Metadata-Version: 2.4
Name: gsfit
Version: 0.0.4
Classifier: Programming Language :: Rust
Classifier: Programming Language :: Python :: 3.11
Classifier: Programming Language :: Python :: 3.12
Classifier: Programming Language :: Python :: 3.13
Classifier: Programming Language :: Python :: Implementation :: CPython
Requires-Dist: f90nml
Requires-Dist: matplotlib
Requires-Dist: numpy
Requires-Dist: scipy
Requires-Dist: setuptools-git-versioning
Requires-Dist: toml
Requires-Dist: ipykernel ; extra == 'dev'
Requires-Dist: ipympl ; extra == 'dev'
Requires-Dist: maturin[patchelf] ; platform_system != 'Windows' and extra == 'dev'
Requires-Dist: maturin ; platform_system == 'Windows' and extra == 'dev'
Requires-Dist: mypy ; extra == 'dev'
Requires-Dist: nbval ; extra == 'dev'
Requires-Dist: pytest ; extra == 'dev'
Requires-Dist: pytest-cov ; extra == 'dev'
Requires-Dist: pytest-mypy ; extra == 'dev'
Requires-Dist: pytest-xdist ; extra == 'dev'
Requires-Dist: scipy-stubs ; extra == 'dev'
Requires-Dist: shapely ; extra == 'dev'
Requires-Dist: types-shapely ; extra == 'dev'
Requires-Dist: freegs ; extra == 'with-freegs-and-freegsnke'
Requires-Dist: freegsnke ; extra == 'with-freegs-and-freegsnke'
Requires-Dist: freegs4e ; extra == 'with-freegs-and-freegsnke'
Requires-Dist: st40-database ; extra == 'with-st40-mdsplus'
Requires-Dist: standard-utility ; extra == 'with-st40-mdsplus'
Provides-Extra: dev
Provides-Extra: with_freegs_and_freegsnke
Provides-Extra: with_st40_mdsplus
License-File: LICENSE
Summary: GSFit: Equilibrium reconstruction
Author-email: Peter Buxton <peter.buxton@tokamakenergy.com>
License-Expression: BSD-3-Clause
Requires-Python: >=3.11
Description-Content-Type: text/markdown; charset=UTF-8; variant=GFM
Project-URL: Repository, https://github.com/tokamak-energy/gsfit

# GSFit: Grad-Shafranov Fit
[![The 3-Clause BSD License](https://img.shields.io/pypi/l/prtg-pyprobe)](LICENSE) 
[![Python 3.11|3.12|3.13](https://img.shields.io/badge/Python-3.11%20%7C%203.12%20%7C%203.13-blue?logo=python&logoColor=white)](https://www.python.org/) 
[![Rust](https://img.shields.io/badge/Rust-1.91-red?logo=rust&logoColor=white)](https://www.rust-lang.org/) 
[![Ruff](https://img.shields.io/endpoint?url=https://raw.githubusercontent.com/astral-sh/ruff/main/assets/badge/v2.json)](https://github.com/astral-sh/ruff) 
[![Checked with mypy](https://www.mypy-lang.org/static/mypy_badge.svg)](http://mypy-lang.org/)

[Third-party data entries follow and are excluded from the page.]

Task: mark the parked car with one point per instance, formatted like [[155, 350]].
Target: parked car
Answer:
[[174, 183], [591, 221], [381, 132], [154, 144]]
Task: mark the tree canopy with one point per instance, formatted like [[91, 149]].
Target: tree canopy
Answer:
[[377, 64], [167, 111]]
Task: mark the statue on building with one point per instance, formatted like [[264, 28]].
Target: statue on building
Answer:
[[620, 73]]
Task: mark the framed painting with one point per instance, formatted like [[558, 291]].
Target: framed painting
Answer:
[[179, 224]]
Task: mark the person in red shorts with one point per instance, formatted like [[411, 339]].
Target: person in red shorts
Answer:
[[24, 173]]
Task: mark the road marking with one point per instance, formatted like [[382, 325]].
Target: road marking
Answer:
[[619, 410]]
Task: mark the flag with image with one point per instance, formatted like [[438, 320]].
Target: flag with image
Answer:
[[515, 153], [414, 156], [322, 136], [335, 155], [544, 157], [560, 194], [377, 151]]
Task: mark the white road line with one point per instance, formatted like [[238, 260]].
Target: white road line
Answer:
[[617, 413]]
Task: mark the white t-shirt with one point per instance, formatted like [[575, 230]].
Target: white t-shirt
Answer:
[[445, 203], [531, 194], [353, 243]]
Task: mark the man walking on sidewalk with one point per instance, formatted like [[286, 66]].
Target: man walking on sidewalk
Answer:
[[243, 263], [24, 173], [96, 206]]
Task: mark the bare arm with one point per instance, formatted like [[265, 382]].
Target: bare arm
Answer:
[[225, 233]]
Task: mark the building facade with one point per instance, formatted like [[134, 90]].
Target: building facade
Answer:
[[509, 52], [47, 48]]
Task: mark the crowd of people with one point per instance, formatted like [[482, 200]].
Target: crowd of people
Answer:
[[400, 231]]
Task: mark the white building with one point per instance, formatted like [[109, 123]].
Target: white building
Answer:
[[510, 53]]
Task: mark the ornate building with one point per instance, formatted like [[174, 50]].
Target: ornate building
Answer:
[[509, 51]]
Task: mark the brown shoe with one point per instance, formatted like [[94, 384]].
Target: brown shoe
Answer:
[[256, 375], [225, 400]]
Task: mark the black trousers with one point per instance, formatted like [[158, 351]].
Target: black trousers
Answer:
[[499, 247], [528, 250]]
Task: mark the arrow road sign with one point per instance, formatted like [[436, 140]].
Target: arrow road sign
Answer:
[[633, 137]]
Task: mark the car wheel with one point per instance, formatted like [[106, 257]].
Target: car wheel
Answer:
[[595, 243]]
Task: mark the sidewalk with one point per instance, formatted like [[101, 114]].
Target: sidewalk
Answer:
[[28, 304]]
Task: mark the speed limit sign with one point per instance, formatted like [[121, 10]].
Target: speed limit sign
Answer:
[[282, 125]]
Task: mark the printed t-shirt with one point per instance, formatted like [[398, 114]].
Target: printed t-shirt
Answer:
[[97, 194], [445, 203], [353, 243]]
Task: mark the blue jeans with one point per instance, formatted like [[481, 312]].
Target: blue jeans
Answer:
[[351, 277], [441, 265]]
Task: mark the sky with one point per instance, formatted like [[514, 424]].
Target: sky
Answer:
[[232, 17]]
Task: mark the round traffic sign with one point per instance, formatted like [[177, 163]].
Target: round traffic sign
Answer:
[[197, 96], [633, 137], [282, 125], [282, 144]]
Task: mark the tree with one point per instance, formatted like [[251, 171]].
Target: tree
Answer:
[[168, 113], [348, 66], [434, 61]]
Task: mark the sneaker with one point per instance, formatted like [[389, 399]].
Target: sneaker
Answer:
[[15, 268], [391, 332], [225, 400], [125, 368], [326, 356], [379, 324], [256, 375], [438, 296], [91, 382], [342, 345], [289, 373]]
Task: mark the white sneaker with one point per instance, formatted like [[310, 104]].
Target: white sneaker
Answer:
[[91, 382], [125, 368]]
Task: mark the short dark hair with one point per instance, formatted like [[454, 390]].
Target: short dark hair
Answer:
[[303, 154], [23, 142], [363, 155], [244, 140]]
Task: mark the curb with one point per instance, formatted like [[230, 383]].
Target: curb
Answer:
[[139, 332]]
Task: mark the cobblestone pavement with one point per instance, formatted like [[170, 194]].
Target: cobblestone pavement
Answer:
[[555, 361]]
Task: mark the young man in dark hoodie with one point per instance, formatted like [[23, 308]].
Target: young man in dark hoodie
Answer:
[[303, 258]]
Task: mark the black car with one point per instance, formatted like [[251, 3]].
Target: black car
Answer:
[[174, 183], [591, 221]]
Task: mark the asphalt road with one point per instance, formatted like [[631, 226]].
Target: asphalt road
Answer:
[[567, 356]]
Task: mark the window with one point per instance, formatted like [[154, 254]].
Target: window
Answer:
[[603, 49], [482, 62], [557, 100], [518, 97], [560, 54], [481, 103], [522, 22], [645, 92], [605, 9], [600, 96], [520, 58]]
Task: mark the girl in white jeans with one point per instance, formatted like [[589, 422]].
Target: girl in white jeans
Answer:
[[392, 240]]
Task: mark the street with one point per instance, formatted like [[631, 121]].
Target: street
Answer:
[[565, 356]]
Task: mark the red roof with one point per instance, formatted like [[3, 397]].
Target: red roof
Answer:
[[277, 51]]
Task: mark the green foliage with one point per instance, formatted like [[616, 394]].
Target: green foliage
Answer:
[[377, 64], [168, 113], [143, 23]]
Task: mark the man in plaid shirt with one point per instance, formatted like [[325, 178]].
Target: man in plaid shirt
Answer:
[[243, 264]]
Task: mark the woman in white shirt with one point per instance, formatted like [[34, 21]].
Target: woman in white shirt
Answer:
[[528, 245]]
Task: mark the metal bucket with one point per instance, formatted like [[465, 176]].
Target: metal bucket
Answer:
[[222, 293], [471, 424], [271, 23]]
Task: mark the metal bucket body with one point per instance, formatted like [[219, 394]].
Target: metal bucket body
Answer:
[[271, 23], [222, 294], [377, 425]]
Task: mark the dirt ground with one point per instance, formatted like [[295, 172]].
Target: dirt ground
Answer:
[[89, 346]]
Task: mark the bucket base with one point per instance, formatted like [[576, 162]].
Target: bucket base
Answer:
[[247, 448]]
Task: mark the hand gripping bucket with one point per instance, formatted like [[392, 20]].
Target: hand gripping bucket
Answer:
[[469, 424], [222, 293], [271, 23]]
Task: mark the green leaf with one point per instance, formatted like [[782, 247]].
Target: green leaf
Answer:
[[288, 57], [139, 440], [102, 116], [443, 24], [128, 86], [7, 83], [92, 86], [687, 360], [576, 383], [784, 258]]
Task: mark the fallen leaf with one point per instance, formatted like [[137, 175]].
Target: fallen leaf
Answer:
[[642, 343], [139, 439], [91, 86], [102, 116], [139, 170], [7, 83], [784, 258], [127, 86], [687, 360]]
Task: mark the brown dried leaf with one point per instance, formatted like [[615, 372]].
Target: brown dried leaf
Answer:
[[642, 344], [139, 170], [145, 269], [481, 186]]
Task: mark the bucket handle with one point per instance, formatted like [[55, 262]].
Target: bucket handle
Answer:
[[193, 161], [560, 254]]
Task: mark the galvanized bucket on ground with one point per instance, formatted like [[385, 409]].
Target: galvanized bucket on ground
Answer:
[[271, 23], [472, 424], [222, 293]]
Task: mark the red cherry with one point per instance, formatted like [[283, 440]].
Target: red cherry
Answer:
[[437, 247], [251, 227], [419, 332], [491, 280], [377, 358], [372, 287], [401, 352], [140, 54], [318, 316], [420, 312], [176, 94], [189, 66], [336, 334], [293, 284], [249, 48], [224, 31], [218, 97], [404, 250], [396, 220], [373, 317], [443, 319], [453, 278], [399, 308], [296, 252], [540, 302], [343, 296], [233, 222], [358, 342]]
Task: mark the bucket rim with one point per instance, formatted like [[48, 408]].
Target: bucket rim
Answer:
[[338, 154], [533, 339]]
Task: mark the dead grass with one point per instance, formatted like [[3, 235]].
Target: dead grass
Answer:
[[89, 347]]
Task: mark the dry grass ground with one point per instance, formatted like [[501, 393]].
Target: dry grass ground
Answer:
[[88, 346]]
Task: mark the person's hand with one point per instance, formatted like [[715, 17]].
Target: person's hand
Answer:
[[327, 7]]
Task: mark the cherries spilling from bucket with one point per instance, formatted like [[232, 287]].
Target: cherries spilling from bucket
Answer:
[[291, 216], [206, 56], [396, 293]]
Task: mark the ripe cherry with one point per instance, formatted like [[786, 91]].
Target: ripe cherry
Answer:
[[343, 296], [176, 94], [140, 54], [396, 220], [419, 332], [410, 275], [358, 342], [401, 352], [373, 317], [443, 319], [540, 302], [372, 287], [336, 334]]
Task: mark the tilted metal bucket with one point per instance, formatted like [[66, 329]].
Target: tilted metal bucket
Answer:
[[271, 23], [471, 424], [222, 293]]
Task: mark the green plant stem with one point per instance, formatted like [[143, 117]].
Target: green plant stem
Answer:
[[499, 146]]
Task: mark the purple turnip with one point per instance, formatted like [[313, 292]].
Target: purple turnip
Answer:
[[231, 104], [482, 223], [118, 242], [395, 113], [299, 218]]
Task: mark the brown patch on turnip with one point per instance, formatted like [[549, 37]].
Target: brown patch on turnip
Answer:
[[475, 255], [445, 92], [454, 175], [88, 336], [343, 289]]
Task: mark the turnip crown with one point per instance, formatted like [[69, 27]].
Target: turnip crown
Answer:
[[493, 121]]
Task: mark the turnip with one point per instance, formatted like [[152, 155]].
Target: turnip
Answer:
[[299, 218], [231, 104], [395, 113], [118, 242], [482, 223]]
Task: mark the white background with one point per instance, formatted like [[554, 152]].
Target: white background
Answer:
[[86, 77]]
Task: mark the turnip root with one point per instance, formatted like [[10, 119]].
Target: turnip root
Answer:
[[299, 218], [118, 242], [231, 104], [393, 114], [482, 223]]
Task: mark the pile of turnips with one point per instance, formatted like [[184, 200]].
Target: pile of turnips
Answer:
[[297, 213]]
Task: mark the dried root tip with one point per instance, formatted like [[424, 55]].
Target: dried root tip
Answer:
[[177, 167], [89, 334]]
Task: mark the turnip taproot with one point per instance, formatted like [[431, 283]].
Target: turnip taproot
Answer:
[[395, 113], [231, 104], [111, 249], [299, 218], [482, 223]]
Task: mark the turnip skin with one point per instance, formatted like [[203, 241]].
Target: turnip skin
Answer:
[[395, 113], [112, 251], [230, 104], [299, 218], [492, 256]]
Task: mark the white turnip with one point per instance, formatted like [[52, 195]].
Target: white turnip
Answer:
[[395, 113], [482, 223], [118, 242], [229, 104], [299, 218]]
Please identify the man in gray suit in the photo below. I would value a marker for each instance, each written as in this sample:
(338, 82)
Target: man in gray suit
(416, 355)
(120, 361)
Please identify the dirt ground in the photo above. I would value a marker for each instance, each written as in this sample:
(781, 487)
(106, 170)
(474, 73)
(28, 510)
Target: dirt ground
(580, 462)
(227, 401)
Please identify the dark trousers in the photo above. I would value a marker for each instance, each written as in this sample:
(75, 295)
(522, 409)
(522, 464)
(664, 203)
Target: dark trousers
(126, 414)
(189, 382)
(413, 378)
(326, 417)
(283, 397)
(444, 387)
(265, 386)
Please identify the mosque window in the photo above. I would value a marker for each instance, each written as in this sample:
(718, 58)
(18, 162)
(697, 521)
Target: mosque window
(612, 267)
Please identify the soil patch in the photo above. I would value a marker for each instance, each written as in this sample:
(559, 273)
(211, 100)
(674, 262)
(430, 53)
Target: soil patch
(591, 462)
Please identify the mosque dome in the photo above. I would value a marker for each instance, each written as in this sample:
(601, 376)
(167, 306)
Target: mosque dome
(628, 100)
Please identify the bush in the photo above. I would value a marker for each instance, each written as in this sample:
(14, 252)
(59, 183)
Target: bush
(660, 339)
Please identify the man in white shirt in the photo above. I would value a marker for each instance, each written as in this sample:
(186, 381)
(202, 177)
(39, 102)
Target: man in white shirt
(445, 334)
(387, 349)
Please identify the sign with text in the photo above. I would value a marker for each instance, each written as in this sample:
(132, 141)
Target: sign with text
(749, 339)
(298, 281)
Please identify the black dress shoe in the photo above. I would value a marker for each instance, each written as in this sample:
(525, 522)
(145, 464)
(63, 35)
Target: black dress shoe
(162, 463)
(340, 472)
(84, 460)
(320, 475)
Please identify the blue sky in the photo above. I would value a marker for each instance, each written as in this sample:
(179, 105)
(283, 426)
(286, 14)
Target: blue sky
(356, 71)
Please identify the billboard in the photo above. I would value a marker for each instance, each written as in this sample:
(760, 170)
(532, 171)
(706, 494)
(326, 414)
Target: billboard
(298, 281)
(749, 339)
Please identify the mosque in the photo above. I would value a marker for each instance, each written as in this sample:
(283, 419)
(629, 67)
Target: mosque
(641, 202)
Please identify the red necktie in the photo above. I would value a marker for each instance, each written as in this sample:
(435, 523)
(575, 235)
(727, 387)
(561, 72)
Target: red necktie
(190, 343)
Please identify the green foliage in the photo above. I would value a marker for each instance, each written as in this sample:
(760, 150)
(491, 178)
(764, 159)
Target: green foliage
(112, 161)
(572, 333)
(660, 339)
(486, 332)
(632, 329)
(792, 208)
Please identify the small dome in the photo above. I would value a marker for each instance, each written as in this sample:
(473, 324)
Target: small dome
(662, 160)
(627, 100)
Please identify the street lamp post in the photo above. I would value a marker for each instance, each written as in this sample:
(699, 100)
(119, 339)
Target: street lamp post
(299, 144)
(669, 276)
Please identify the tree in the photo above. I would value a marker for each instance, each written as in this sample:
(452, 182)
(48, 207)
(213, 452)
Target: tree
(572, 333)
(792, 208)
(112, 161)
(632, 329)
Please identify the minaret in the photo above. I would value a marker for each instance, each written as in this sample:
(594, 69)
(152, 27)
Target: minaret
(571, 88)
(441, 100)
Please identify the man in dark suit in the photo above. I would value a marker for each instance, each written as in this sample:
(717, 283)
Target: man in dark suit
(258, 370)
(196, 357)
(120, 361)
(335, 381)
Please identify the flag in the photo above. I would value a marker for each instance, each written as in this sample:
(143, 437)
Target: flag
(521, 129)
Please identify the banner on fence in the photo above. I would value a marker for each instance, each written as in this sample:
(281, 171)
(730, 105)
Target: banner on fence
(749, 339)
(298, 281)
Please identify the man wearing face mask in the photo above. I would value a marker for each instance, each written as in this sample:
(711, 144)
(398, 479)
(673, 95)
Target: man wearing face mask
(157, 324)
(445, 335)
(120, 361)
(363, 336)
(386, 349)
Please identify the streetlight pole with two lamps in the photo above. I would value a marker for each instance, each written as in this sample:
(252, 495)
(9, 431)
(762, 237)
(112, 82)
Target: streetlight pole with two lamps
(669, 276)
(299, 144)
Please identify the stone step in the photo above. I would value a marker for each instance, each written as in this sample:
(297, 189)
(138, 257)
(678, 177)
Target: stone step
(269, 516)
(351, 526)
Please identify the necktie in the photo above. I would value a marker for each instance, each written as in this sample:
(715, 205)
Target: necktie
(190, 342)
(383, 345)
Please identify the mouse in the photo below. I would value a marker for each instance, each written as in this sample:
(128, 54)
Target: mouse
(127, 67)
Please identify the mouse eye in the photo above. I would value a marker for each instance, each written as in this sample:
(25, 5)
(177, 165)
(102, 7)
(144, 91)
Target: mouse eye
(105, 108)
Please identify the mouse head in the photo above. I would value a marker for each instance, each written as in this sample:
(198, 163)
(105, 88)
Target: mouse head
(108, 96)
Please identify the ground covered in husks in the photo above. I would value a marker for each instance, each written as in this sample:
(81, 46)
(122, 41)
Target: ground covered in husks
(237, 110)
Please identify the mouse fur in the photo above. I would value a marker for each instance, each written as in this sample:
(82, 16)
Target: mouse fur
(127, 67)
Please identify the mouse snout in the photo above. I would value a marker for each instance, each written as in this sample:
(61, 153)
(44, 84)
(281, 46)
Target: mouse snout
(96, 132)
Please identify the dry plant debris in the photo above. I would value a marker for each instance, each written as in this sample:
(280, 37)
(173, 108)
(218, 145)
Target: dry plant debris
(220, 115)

GSFit is a modern tokamak equilibrium reconstruction tool for post-shot experimental analysis and scientific interpretation.
Developed by Tokamak Energy Ltd. for use on ST40, the world's highest field spherical tokamak.

The Grad-Shafranov equation is the equilibrium solution to the ideal, single-fluid, MHD equations, assuming axisymmetry.
The Grad-Shafranov equation has two free degrees of freedom, often referred to as the source functions: the pressure gradient `p_prime` and `ff_prime`, where `f` gives rise to the poloidal plasma current.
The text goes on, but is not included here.